«La réalité est qu’il n’y a absolument pas assez», a déclaré Andreas Wieland, directeur général de Hamilton Medical en Suisse, un fabricant de ventilateurs de premier plan.

En chiffres

  • Il y a environ 160 000 ventilateurs dans les hôpitaux américains, avec 12 700 autres dans un stock que le gouvernement fédéral conserve pour les urgences nationales.
  • Une nouvelle machine peut coûter jusqu’à 50 000 $. Moins d’une douzaine d’entreprises américaines en fabriquent; environ la moitié de ceux utilisés aux États-Unis sont importés.
  • Une entreprise italienne a quadruplé sa production, 150 ventilateurs par semaine, avec l’aide d’ingénieurs et d’autres employés du ministère de la Défense.
  • La Grande-Bretagne s’attend à avoir besoin de beaucoup plus que le 5.000 ventilateurs dont il dispose. Le Premier ministre Boris Johnson appelle les constructeurs automobiles à commencer à les fabriquer.

Plus de pénuries: Aux États-Unis, la détection de la maladie est entravée par des stocks extrêmement courts d’écouvillons et d’équipements de protection. Les écouvillons spéciaux nécessaires aux tests proviennent principalement d’une entreprise italienne qui travaille 24h / 24.

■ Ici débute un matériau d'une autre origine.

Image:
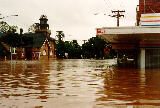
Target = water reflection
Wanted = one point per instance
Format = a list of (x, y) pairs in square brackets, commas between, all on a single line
[(77, 84)]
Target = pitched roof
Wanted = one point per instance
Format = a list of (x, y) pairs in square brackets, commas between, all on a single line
[(37, 39)]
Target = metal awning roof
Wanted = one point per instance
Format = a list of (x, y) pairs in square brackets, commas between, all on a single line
[(129, 34)]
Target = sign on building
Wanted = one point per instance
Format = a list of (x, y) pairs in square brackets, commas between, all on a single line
[(152, 19)]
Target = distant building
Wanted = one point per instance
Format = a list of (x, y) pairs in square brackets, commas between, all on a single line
[(38, 45), (149, 6), (146, 10)]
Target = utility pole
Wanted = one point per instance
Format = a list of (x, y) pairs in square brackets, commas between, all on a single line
[(118, 15)]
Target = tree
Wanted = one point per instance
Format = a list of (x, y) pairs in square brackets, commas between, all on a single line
[(60, 35)]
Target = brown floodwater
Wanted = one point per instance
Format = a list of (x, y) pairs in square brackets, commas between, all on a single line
[(77, 84)]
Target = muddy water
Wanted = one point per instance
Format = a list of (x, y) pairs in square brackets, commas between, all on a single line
[(77, 84)]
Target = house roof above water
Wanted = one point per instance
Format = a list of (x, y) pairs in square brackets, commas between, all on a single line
[(36, 39)]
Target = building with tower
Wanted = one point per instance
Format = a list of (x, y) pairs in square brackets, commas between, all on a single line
[(39, 45)]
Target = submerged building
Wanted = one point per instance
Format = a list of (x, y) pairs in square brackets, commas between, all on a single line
[(34, 45), (141, 43)]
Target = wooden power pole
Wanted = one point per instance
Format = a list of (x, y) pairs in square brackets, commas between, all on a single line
[(118, 15)]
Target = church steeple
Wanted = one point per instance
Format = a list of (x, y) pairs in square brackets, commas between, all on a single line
[(43, 27)]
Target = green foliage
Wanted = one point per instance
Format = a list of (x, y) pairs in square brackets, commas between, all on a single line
[(73, 49), (60, 35)]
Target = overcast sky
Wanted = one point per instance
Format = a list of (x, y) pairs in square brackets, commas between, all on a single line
[(75, 17)]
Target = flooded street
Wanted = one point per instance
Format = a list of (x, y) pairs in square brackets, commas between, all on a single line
[(77, 84)]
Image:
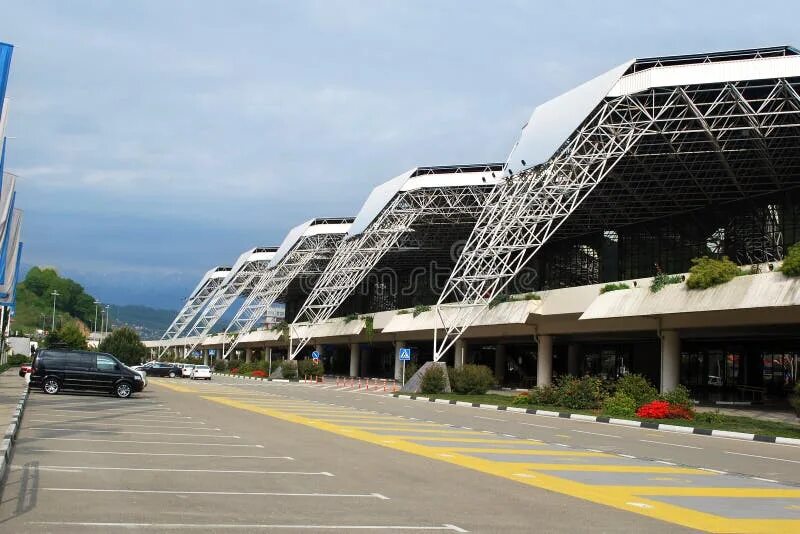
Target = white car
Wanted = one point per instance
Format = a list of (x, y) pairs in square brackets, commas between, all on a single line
[(200, 371), (138, 369)]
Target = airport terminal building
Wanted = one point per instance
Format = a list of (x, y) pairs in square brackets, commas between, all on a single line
[(633, 174)]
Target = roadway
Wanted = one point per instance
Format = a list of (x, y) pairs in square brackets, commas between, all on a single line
[(228, 455)]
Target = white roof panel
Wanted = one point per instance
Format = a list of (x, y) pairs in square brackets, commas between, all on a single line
[(308, 228), (699, 73), (553, 122), (420, 178)]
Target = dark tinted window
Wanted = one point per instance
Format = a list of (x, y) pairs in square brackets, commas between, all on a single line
[(78, 360), (106, 363)]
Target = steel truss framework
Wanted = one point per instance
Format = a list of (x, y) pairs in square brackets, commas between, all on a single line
[(357, 255), (307, 258), (238, 282), (646, 155), (196, 302)]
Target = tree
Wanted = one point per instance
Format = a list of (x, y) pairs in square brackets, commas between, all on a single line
[(124, 343), (70, 336)]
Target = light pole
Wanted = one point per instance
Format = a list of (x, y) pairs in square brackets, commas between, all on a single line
[(96, 303), (55, 295)]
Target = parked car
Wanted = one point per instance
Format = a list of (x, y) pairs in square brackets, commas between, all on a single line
[(162, 369), (55, 370), (200, 371)]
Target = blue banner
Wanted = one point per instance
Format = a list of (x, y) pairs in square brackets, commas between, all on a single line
[(5, 66)]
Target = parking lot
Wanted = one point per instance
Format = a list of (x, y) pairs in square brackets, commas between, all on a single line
[(168, 461)]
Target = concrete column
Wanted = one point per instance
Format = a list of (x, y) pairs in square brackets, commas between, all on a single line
[(398, 365), (670, 360), (500, 362), (544, 361), (355, 359), (460, 351), (573, 359)]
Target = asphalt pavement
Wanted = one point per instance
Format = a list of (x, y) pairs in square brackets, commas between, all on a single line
[(250, 456)]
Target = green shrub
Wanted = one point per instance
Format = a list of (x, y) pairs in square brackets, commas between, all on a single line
[(545, 395), (433, 380), (310, 368), (637, 388), (289, 369), (523, 399), (662, 280), (619, 405), (614, 287), (794, 400), (711, 418), (791, 263), (708, 272), (471, 379), (679, 396), (580, 393), (18, 359)]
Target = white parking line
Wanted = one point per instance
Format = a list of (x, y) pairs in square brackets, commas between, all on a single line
[(539, 426), (670, 444), (140, 416), (154, 442), (77, 469), (597, 434), (172, 425), (763, 457), (133, 432), (230, 493), (183, 455), (247, 527)]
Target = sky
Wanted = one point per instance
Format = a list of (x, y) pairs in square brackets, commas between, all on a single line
[(156, 139)]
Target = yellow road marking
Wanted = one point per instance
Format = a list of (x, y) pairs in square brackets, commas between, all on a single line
[(629, 498), (533, 452)]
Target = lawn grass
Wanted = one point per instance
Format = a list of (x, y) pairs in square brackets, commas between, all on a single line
[(708, 420)]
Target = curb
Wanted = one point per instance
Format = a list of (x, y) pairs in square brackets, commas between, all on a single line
[(10, 436), (613, 421), (240, 377)]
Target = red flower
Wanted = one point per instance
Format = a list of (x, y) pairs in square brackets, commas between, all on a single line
[(663, 410)]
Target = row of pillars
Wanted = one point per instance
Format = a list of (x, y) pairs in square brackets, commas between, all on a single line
[(670, 359)]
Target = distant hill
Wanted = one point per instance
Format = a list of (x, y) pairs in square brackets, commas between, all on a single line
[(35, 302), (149, 322), (35, 307)]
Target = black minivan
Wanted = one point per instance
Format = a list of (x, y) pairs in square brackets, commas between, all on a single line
[(57, 369)]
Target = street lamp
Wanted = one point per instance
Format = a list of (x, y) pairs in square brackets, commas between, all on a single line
[(55, 295), (96, 303)]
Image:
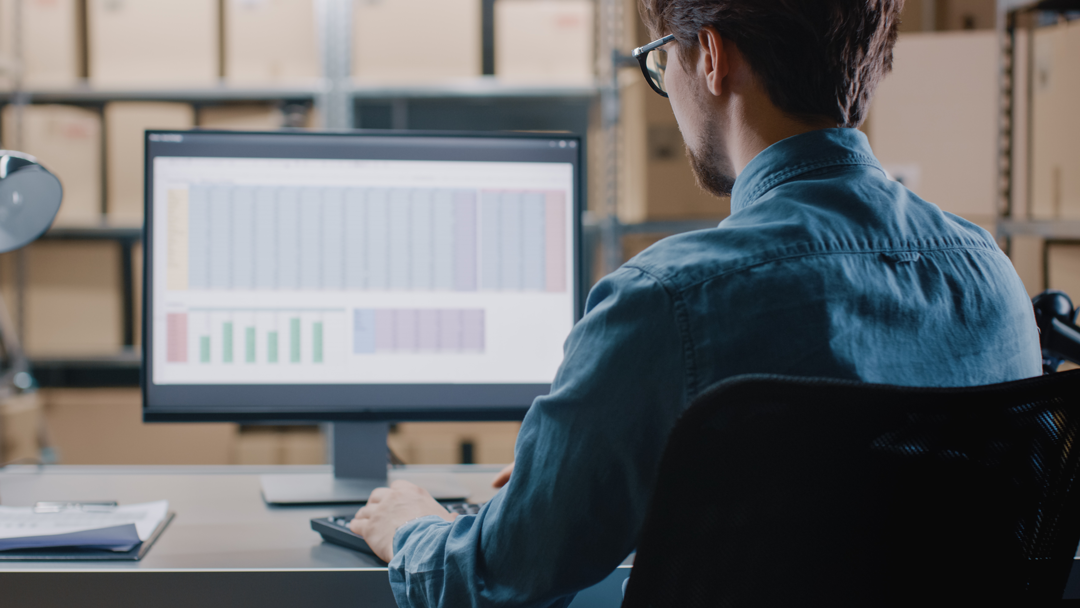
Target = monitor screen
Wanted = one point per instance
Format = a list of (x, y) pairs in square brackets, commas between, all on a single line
[(364, 275)]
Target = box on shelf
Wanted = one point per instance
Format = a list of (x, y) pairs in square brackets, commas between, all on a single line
[(1055, 137), (933, 122), (942, 15), (51, 34), (658, 183), (72, 298), (564, 29), (633, 244), (444, 443), (968, 14), (270, 42), (416, 41), (1063, 269), (135, 43), (19, 428), (280, 445), (67, 139), (105, 427), (247, 117), (1026, 254), (125, 123)]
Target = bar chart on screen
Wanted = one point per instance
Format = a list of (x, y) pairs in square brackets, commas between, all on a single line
[(310, 239), (257, 337)]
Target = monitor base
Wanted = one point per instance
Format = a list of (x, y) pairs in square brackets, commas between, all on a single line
[(293, 489)]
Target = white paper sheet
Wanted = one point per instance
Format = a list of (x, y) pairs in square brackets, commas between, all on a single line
[(22, 522)]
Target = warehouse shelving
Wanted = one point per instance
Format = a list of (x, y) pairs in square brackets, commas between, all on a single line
[(1014, 212), (345, 103)]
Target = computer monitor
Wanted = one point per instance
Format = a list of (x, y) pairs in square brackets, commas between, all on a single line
[(356, 278)]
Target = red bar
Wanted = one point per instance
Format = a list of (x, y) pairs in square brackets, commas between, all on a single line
[(177, 339)]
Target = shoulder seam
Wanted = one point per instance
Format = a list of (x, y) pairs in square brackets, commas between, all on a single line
[(779, 177), (971, 246), (683, 322)]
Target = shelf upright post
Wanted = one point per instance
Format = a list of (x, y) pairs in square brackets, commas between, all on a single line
[(335, 26), (610, 41)]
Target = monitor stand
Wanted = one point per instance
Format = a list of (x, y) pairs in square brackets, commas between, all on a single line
[(360, 456)]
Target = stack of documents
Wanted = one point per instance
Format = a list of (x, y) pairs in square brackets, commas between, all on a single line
[(83, 526)]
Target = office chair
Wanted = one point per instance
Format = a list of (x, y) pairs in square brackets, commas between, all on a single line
[(788, 491)]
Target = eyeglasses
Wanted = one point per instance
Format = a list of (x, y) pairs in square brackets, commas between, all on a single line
[(653, 61)]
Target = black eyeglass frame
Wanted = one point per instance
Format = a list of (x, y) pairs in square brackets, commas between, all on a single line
[(642, 54)]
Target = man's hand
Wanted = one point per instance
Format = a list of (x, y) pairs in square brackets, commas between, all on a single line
[(503, 476), (388, 509)]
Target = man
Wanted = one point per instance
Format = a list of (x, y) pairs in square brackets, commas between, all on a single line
[(824, 268)]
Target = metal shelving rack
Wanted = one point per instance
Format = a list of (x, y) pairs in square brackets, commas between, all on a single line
[(1012, 220), (336, 97)]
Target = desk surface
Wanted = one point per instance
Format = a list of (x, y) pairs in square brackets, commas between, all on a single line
[(225, 546)]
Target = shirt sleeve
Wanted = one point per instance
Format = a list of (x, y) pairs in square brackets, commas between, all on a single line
[(585, 463)]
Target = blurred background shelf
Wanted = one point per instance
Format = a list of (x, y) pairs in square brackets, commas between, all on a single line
[(485, 86), (84, 93), (117, 370)]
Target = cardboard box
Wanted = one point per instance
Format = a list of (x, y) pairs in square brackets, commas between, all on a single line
[(280, 445), (270, 41), (443, 443), (968, 14), (105, 427), (21, 428), (933, 123), (945, 15), (135, 43), (1026, 254), (72, 298), (1055, 188), (256, 445), (125, 124), (246, 117), (416, 41), (1063, 269), (657, 180), (544, 41), (51, 32), (302, 445), (67, 140)]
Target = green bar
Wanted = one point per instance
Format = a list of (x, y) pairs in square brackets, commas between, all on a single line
[(318, 356), (295, 330), (227, 342)]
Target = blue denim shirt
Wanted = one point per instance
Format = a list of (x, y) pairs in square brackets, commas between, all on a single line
[(824, 268)]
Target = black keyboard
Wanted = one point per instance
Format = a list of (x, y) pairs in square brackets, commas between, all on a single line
[(336, 528)]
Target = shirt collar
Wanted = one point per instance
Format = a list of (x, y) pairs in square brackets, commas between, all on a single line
[(796, 156)]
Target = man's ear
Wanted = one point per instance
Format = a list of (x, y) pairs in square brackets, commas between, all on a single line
[(713, 59)]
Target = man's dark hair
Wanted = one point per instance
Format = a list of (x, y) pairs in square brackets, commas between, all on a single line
[(815, 58)]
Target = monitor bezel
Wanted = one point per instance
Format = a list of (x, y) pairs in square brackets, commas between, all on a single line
[(496, 402)]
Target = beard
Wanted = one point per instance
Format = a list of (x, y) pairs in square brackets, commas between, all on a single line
[(707, 165)]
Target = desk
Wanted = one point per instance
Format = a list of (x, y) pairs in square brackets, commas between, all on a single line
[(225, 548)]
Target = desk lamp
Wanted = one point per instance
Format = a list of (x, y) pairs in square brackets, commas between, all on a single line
[(29, 199)]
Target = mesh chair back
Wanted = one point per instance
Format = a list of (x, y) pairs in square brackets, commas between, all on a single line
[(778, 490)]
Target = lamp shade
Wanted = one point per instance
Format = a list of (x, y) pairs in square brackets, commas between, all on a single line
[(29, 199)]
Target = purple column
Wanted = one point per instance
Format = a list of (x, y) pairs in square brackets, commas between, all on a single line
[(464, 241), (427, 322), (449, 330), (555, 237), (472, 330), (405, 329), (386, 322)]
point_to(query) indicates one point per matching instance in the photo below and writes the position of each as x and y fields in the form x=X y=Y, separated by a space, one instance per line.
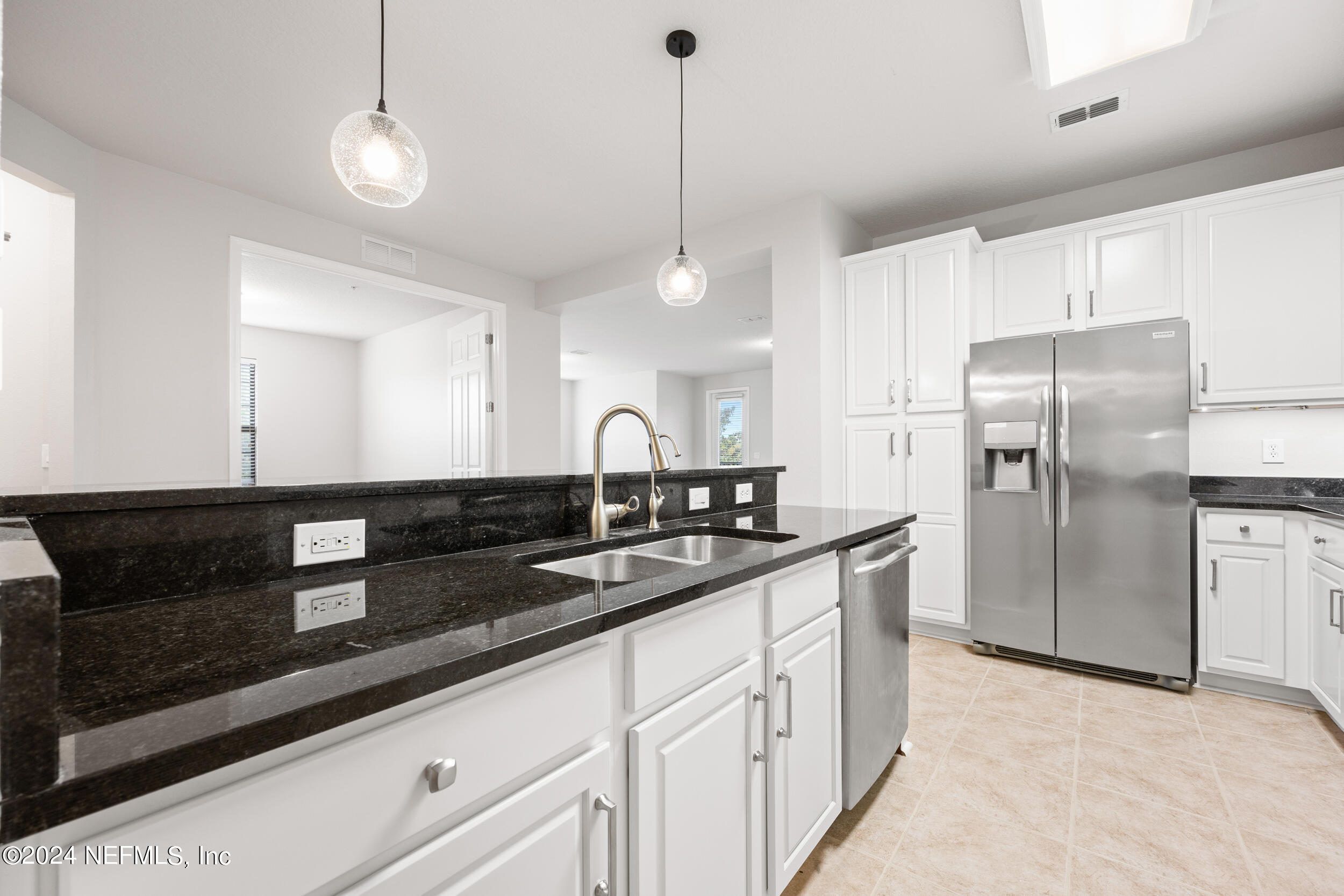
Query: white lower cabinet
x=1326 y=607
x=804 y=771
x=547 y=840
x=695 y=792
x=1245 y=610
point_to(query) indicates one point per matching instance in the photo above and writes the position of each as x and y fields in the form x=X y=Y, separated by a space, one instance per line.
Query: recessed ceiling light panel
x=1068 y=39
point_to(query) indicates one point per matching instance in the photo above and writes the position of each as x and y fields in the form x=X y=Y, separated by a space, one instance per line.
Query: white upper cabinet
x=1270 y=297
x=1034 y=286
x=874 y=319
x=1135 y=272
x=937 y=307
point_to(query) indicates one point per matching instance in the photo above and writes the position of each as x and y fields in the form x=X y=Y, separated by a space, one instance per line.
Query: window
x=729 y=428
x=248 y=417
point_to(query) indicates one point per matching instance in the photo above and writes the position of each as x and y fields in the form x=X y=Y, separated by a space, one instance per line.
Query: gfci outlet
x=331 y=604
x=328 y=542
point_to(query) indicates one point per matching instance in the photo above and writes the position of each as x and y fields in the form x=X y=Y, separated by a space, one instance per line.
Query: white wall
x=37 y=303
x=1229 y=442
x=307 y=405
x=760 y=410
x=151 y=311
x=625 y=445
x=404 y=401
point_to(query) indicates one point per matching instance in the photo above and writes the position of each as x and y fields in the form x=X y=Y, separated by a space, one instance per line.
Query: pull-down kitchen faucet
x=603 y=513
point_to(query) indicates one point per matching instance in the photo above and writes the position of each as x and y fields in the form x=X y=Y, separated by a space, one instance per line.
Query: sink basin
x=614 y=566
x=699 y=548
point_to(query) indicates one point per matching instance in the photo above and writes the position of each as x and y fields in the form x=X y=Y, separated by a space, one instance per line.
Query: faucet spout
x=603 y=513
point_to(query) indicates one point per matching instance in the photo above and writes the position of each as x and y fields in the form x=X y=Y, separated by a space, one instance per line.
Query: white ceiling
x=304 y=300
x=633 y=329
x=550 y=128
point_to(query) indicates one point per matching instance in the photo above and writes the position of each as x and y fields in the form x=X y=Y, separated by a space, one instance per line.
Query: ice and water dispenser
x=1011 y=456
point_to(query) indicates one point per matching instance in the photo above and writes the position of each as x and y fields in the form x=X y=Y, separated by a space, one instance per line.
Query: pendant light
x=682 y=278
x=375 y=156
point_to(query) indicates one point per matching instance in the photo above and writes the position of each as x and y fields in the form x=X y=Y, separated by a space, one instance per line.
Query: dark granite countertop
x=155 y=693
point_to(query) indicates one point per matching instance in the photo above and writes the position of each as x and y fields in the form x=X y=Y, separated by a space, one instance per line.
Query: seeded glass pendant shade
x=682 y=280
x=374 y=155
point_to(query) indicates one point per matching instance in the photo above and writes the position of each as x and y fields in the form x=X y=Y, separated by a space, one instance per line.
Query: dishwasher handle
x=873 y=566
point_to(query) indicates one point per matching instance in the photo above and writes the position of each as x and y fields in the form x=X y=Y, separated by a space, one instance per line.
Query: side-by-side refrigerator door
x=1123 y=571
x=1011 y=539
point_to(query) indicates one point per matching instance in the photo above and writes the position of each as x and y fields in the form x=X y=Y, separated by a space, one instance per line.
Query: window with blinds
x=729 y=428
x=248 y=417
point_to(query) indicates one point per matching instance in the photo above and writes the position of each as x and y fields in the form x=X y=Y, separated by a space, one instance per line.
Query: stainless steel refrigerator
x=1080 y=500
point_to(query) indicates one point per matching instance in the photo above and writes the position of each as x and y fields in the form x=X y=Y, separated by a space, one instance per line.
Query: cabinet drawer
x=1243 y=528
x=302 y=824
x=1326 y=542
x=671 y=655
x=797 y=597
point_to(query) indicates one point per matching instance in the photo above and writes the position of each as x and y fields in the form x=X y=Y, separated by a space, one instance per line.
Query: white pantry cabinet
x=875 y=464
x=1034 y=286
x=695 y=792
x=1326 y=604
x=874 y=328
x=1135 y=272
x=936 y=492
x=1270 y=297
x=804 y=790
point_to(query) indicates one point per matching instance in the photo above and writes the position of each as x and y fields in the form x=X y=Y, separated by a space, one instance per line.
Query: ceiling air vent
x=378 y=252
x=1088 y=111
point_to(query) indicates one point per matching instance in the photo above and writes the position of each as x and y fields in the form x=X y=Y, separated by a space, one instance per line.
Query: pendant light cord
x=681 y=171
x=382 y=53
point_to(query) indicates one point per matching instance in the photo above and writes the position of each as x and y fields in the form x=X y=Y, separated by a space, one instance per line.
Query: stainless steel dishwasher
x=875 y=650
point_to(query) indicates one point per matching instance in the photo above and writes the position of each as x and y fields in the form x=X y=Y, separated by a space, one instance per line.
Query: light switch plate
x=328 y=542
x=328 y=605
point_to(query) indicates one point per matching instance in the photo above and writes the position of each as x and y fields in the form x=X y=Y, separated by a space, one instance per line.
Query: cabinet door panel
x=874 y=340
x=804 y=768
x=1135 y=272
x=1245 y=610
x=1272 y=299
x=936 y=492
x=547 y=840
x=1327 y=642
x=937 y=292
x=1034 y=284
x=875 y=476
x=695 y=792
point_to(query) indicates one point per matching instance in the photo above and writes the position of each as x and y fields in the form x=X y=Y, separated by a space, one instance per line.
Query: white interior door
x=936 y=492
x=546 y=840
x=1243 y=626
x=695 y=793
x=471 y=405
x=804 y=794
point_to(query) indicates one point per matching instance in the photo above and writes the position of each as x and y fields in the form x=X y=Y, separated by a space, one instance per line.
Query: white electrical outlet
x=328 y=542
x=328 y=605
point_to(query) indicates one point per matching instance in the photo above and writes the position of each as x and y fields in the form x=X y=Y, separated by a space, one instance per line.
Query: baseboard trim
x=1259 y=690
x=940 y=630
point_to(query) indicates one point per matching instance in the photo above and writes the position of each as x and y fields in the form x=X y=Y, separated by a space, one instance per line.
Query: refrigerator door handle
x=1043 y=456
x=1063 y=456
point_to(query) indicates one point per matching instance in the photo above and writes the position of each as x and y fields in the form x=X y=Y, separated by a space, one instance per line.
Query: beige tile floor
x=1039 y=782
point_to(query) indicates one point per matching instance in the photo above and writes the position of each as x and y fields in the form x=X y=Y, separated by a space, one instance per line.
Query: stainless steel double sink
x=654 y=559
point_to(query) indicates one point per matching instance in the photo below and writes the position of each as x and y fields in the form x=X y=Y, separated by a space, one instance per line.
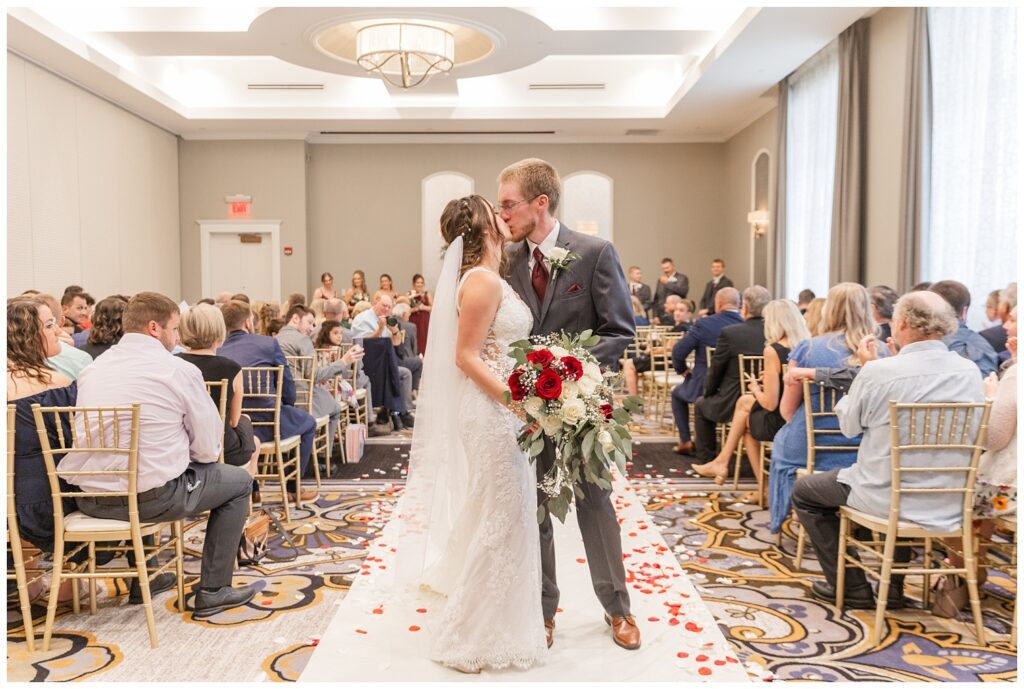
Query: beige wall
x=272 y=172
x=92 y=191
x=888 y=42
x=739 y=154
x=365 y=201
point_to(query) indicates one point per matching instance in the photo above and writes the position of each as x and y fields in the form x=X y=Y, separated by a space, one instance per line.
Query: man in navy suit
x=257 y=350
x=701 y=335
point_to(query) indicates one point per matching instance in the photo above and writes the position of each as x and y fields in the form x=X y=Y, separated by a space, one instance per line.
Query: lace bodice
x=512 y=323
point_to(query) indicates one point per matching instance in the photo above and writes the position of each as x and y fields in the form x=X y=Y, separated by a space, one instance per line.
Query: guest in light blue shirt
x=924 y=371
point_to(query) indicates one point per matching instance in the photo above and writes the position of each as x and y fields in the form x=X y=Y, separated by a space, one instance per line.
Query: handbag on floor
x=355 y=438
x=949 y=596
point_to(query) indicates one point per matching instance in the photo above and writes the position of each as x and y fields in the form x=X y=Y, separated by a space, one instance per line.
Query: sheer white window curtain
x=973 y=211
x=811 y=125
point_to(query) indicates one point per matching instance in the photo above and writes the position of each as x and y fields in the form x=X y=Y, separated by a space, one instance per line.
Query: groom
x=589 y=294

Et après: Le président Trump a invoqué le Defense Production Act, une loi de l’ère de la guerre de Corée lui permettant d’ordonner aux usines américaines de stimuler la production de fournitures essentielles telles que les ventilateurs et les masques.

Un effet secondaire dangereux pour les personnes âgées: la solitude

Les personnes de plus de 60 ans sont exposées à un risque élevé de maladie grave due au coronavirus, et c’est encore plus grave pour les personnes de plus de 80 ans. Les personnes âgées doivent donc être particulièrement prudentes – ce qui peut signifier couper la famille, les amis et les communautés.

« C’est une terrible ironie du virus qui, pour les personnes âgées, les mesures visant à empêcher la propagation de Covid-19 augmentent les risques d’isolement social, qui a ses propres effets dévastateurs sur la santé », écrit notre journaliste John Leland.

Depuis le début de cette newsletter, nous avons demandé aux lecteurs de nous dire comment ils font face à l’épidémie. Voici quelques réponses que nous avons reçues d’Américains plus âgés sur la façon dont le virus a changé leur vie.

Midge Cooke vit dans un établissement de soins continus à Mechanicsville, en Virginie. Elle écrit:

Plus de 80 résidents sont en quarantaine – jusqu’à présent, personne n’a été testé positif, mais personne n’a été testé à notre connaissance. La pandémie ressemble à ce que j’ai ressenti lorsque nous avons pris l’avion pour rentrer d’Europe le 9/11. Bizarre. Nous ne savons pas quand la prochaine chaussure tombera. Je fais des promenades et j’espère voir quelqu’un dire simplement «Bonjour» et «Comment vous débrouillez-vous?» L’interaction sociale est l’une de mes bouées de sauvetage.

Aurelia Marvin de Jasper, Ga., Écrit:

J’ai M.S. et ont donc un système immunitaire extrêmement compromis. Mon mari est également âgé. Nous ne quittons la maison que si c’est absolument nécessaire. Mais nous avons peur d’aller dans un établissement médical de peur d’y attraper quelque chose ! Nous avons très peur et sommes franchement inquiets pour quiconque dans la région est âgé et contraint de rester chez lui pendant cette crise.

Et enfin, de Susan Stull de Canton, Pennsylvanie:

Mon mari et moi sommes âgés et tous les deux sont compromis avec plusieurs choses, y compris son cancer métastatique. En tant que chef laïc de notre église, j’ai été en contact avec la moitié des membres presque quotidiennement sur la distanciation sociale. Il est tellement plus facile de s’occuper du troupeau que de s’inquiéter pour nous-mêmes. Et cela aide à l’isolement. Nous pouvons tous prendre le temps d’appeler quelqu’un chaque jour et de le vérifier.

Comment passer au travers: Nous avons demandé au C.D.C., W.H.O. et les médecins pour des conseils. Ils recommandent d’apprendre à utiliser des programmes de chat vidéo comme Skype ou FaceTime, à faire des promenades à l’extérieur et à stocker pour quelques mois des médicaments sur ordonnance.